Comme le montre notre carte, les soldats israéliens se sont également aventurés à quelques centaines de mètres au-delà de la zone tampon. Plusieurs images, publiées par des membres de l’armée et géolocalisées par les internautes, montrent par exemple des soldats israéliens au sommet d’une colline, au sud de Kuneitra, avec une visibilité stratégique vers l’est de la zone.
Cette région se situe exactement au point de rencontre des zones d’influence de plusieurs groupes syriens. Le 7 décembre, cette partie de la province de Daraa, à l’est, a été prise par les forces rebelles (représentées en orange sur notre carte), selon l’ISW, tandis que les troupes du HTS prenaient progressivement le contrôle des environs. de Damas, à seulement 35 km au nord-est de la zone tampon. Plus localement, les habitants de la ville syrienne de Marbah, où Israël envisage d’intervenir, ont récemment exigé l’intervention du HTS dans la zone contre Tsahal, selon l’ISW.
Quelle que soit leur évolution, ces incursions signent la fin de l’accord de désengagement conclu en 1974 entre Israël et la Syrie. Benyamin Netanyahu estime pour sa part que cela « s’est effondré » en fait, après l’offensive rebelle qui a mis fin à un demi-siècle de pouvoir incontesté du clan Assad en Syrie.
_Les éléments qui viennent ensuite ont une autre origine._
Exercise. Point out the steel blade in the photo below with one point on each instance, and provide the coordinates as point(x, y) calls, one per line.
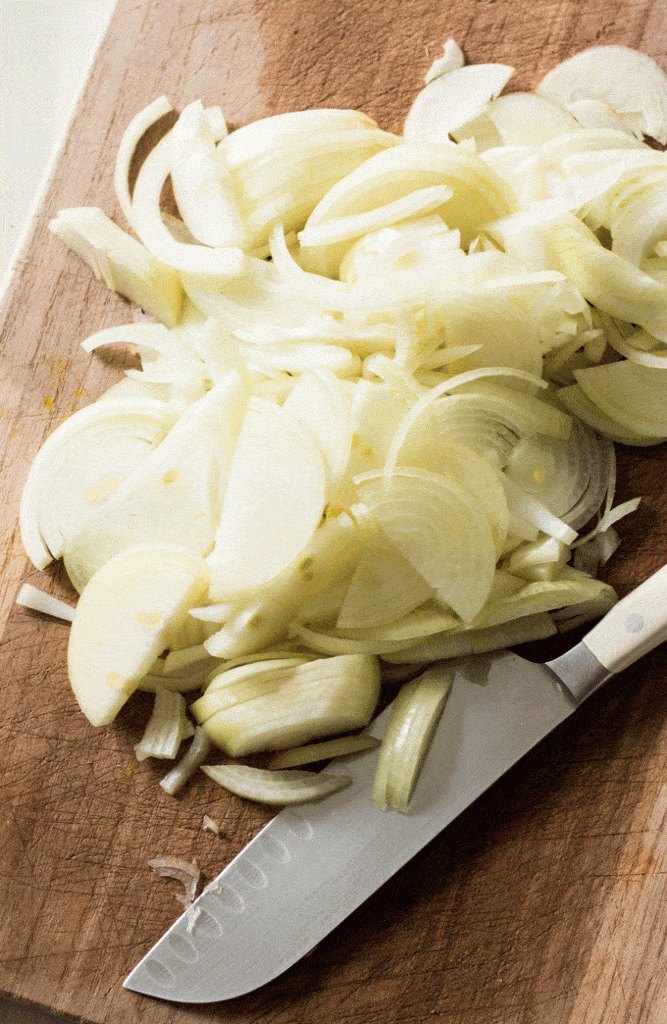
point(309, 867)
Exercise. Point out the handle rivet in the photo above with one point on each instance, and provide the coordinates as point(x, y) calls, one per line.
point(634, 623)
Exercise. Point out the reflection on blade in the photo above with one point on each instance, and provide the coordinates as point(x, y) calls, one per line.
point(308, 868)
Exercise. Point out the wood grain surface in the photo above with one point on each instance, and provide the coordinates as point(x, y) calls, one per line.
point(546, 901)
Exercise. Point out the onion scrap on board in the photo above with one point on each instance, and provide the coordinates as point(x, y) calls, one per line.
point(381, 381)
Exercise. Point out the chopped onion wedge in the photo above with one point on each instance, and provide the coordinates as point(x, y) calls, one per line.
point(318, 698)
point(195, 757)
point(81, 463)
point(415, 714)
point(326, 751)
point(166, 728)
point(122, 262)
point(38, 600)
point(481, 640)
point(279, 787)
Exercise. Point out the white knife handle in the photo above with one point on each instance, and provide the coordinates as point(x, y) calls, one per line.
point(633, 627)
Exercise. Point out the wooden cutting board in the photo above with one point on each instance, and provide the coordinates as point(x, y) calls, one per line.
point(547, 900)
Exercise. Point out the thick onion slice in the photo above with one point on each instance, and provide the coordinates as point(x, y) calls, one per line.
point(383, 588)
point(424, 621)
point(81, 463)
point(136, 128)
point(192, 760)
point(123, 622)
point(322, 697)
point(169, 498)
point(478, 195)
point(327, 562)
point(453, 99)
point(274, 501)
point(439, 526)
point(414, 717)
point(630, 82)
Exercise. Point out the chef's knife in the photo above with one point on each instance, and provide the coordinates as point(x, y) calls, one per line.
point(308, 868)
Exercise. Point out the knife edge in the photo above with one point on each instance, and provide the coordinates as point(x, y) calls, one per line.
point(309, 867)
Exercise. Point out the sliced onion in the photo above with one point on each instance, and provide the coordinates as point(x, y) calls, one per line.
point(82, 462)
point(136, 128)
point(203, 186)
point(630, 82)
point(440, 528)
point(273, 504)
point(451, 100)
point(38, 600)
point(451, 59)
point(383, 588)
point(222, 261)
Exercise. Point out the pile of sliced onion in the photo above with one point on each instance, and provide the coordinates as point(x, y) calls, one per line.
point(380, 381)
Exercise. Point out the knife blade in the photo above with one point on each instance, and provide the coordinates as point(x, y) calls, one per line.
point(309, 867)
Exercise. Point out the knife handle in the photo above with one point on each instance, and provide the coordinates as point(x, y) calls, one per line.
point(633, 627)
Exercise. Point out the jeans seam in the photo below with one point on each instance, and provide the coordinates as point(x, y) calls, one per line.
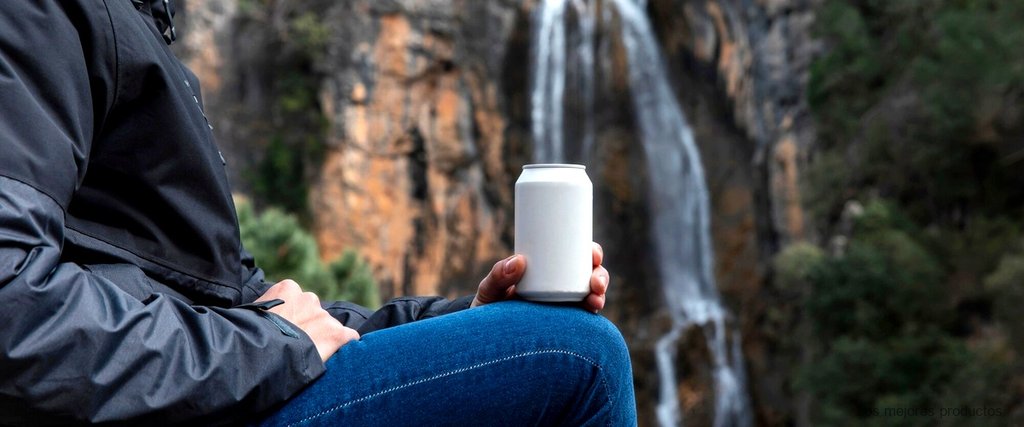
point(607, 392)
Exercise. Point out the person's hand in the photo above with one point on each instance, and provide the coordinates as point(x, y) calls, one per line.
point(500, 283)
point(303, 309)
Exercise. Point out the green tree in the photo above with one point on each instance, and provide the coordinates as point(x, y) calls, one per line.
point(284, 250)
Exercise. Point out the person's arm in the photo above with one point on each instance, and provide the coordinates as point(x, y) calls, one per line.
point(74, 347)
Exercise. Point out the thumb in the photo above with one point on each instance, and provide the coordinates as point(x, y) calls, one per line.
point(503, 275)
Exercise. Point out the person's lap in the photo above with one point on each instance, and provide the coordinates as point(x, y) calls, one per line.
point(505, 364)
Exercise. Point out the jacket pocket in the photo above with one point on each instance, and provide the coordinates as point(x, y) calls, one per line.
point(127, 276)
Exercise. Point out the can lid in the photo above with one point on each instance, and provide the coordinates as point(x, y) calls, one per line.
point(554, 165)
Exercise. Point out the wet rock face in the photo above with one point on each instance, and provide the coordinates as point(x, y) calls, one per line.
point(427, 112)
point(416, 175)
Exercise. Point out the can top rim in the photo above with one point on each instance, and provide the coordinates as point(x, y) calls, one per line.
point(554, 165)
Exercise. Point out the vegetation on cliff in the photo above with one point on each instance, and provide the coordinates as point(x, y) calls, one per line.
point(285, 250)
point(912, 299)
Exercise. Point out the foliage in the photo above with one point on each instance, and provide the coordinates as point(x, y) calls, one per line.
point(296, 126)
point(921, 98)
point(918, 108)
point(284, 250)
point(886, 331)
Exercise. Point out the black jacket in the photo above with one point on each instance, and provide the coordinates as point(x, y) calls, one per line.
point(123, 280)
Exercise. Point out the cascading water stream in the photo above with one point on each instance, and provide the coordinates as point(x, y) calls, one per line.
point(679, 200)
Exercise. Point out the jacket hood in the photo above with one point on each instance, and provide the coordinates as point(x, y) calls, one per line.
point(163, 14)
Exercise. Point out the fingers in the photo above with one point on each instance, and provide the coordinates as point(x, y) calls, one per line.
point(598, 290)
point(303, 309)
point(500, 283)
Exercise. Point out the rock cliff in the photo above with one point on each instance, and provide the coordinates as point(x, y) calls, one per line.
point(427, 123)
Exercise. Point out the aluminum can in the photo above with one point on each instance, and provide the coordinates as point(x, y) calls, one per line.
point(554, 215)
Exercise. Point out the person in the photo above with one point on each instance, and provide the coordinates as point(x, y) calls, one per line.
point(128, 297)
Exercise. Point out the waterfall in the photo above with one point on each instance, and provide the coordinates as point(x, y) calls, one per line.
point(679, 201)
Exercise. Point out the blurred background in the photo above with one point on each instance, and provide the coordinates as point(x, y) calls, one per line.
point(812, 210)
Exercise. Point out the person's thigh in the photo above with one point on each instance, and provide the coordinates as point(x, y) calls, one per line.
point(505, 364)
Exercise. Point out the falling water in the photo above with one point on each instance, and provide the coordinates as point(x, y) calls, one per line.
point(678, 196)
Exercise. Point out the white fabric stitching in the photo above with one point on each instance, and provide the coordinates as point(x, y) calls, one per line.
point(451, 373)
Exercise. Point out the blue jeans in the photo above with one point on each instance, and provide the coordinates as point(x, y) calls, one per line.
point(505, 364)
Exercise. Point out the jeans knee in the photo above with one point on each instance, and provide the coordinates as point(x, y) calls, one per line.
point(583, 333)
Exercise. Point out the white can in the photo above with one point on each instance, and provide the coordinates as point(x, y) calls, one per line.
point(554, 210)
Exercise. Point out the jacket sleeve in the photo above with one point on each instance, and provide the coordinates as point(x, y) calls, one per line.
point(74, 347)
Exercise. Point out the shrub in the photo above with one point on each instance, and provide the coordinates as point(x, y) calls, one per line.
point(284, 250)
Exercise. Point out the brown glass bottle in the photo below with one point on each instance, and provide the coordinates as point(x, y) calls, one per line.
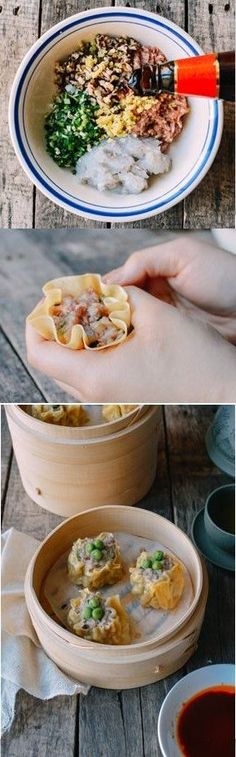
point(211, 75)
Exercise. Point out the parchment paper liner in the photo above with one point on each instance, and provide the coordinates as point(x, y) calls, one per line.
point(113, 296)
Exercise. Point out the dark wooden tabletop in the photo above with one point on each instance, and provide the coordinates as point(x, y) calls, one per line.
point(124, 723)
point(210, 24)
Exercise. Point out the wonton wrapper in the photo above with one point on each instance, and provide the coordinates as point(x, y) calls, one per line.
point(60, 415)
point(113, 296)
point(163, 593)
point(94, 578)
point(118, 631)
point(112, 412)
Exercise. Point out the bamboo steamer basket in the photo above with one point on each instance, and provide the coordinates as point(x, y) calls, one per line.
point(66, 470)
point(125, 666)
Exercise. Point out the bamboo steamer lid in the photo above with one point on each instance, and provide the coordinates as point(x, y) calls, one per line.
point(117, 666)
point(65, 472)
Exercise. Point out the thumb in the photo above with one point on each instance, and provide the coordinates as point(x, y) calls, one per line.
point(144, 306)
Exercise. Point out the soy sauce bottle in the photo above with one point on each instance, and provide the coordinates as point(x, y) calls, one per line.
point(211, 75)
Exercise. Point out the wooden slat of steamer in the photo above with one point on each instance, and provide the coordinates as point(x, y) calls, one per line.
point(46, 213)
point(19, 24)
point(212, 203)
point(133, 713)
point(39, 728)
point(173, 218)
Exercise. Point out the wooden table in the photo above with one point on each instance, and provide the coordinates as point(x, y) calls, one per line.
point(124, 723)
point(28, 260)
point(211, 25)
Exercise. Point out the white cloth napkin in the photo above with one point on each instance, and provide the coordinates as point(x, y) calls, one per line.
point(25, 665)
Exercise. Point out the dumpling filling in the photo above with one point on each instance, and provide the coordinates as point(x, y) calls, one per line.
point(158, 579)
point(155, 565)
point(88, 310)
point(93, 563)
point(123, 165)
point(95, 618)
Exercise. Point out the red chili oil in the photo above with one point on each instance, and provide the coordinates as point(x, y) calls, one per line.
point(205, 725)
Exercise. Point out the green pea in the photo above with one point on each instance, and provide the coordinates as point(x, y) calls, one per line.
point(94, 602)
point(89, 547)
point(158, 555)
point(96, 554)
point(146, 564)
point(98, 544)
point(97, 613)
point(87, 613)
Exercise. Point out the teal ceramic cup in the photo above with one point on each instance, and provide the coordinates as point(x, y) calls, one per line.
point(219, 517)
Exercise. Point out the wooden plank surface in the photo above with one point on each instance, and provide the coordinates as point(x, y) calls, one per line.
point(28, 260)
point(18, 29)
point(211, 204)
point(124, 723)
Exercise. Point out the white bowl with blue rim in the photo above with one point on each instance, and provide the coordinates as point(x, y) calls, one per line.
point(186, 688)
point(192, 153)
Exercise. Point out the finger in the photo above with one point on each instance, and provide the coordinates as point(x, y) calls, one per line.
point(144, 307)
point(58, 362)
point(162, 260)
point(71, 391)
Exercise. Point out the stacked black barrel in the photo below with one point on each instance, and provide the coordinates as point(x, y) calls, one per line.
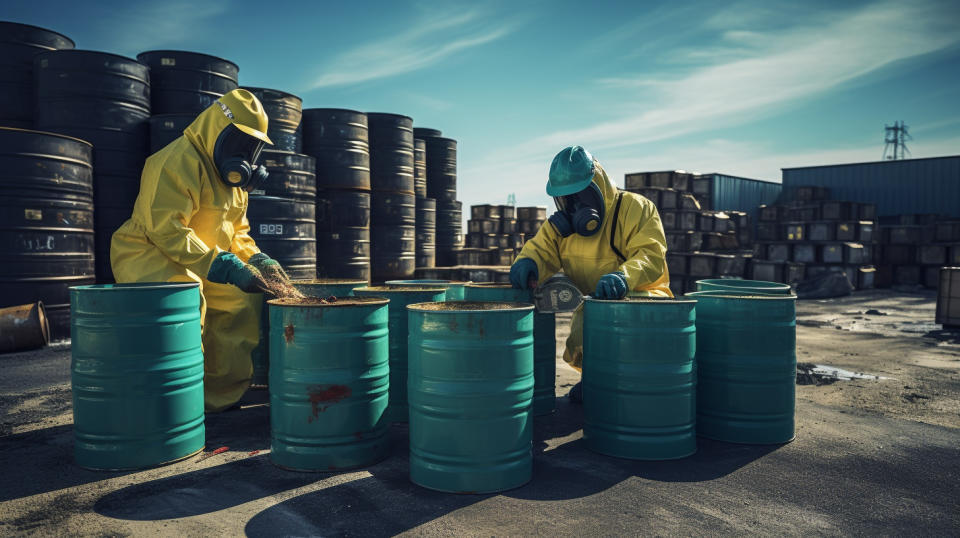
point(104, 99)
point(392, 197)
point(442, 186)
point(282, 213)
point(339, 141)
point(19, 43)
point(46, 221)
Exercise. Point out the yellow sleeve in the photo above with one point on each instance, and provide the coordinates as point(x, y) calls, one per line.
point(544, 249)
point(243, 245)
point(175, 200)
point(644, 244)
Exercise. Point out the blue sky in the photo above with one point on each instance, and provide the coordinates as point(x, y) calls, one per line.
point(743, 88)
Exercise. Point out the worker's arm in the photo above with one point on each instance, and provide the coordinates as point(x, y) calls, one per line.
point(544, 250)
point(642, 242)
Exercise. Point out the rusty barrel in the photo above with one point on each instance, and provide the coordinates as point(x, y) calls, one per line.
point(470, 395)
point(329, 383)
point(544, 340)
point(639, 378)
point(399, 299)
point(136, 373)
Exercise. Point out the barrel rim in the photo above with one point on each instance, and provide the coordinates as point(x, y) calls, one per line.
point(13, 23)
point(445, 307)
point(190, 52)
point(48, 133)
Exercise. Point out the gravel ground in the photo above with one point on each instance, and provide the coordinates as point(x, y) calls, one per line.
point(872, 456)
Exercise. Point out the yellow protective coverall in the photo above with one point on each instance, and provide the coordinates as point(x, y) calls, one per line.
point(639, 237)
point(183, 217)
Quant au plateau du Golan, occupé par Israël depuis 1967, le Premier ministre israélien a affirmé qu’il appartenait désormais à son pays. « pour l’éternité ». Il a rappelé la décision de Donald Trump, en 2019, de reconnaître la souveraineté israélienne sur ce plateau. Une déclaration allant à l’encontre de plusieurs résolutions de l’ONU, pour lesquelles ce territoire reste occupé, et son annexion par Israël illégale au regard du droit international.
L’intervention israélienne dans la zone tampon a suscité de nombreuses critiques internationales, notamment de la part du secrétaire général de l’ONU, Antonio Guterres. Il a appelé le 12 décembre « toutes les pièces » a « Mettre fin à la présence non autorisée dans la zone de séparation et s’abstenir de toute action susceptible de porter atteinte au cessez-le-feu et à la stabilité du Golan ». Comme la Jordanie, pays voisin, et l’Iran, l’Arabie saoudite a condamné cette opération qui, selon elle, vise à « saboter les chances de la Syrie de restaurer sa sécurité, sa stabilité et son intégrité territoriale »a déclaré le ministère saoudien des Affaires étrangères. Le 11 décembre, Paris a également appelé Israël à se retirer de la zone tampon.
L’année écoulée avait déjà été rythmée par de fortes tensions, avec des tirs de roquettes du Hezbollah sur Majdal Shams en juillet, tuant 12 enfants, et des bombardements israéliens sur le territoire syrien. Les familles sont séparées par la zone tampon et la frontière reste fermée. C’est désormais l’existence même du Fnuod et la présence de ses 1 200 adhérents qui est remise en cause. Pour confirmer les incursions militaires de son armée, Benjamin Netanyahu a publié deux communiqués, rapporte le journal israélien Haaretz. La version anglaise décrit ces actions comme « temporaire »mais pas leur version hébraïque. Ni l’un ni l’autre n’ont mentionné les forces de l’ONU.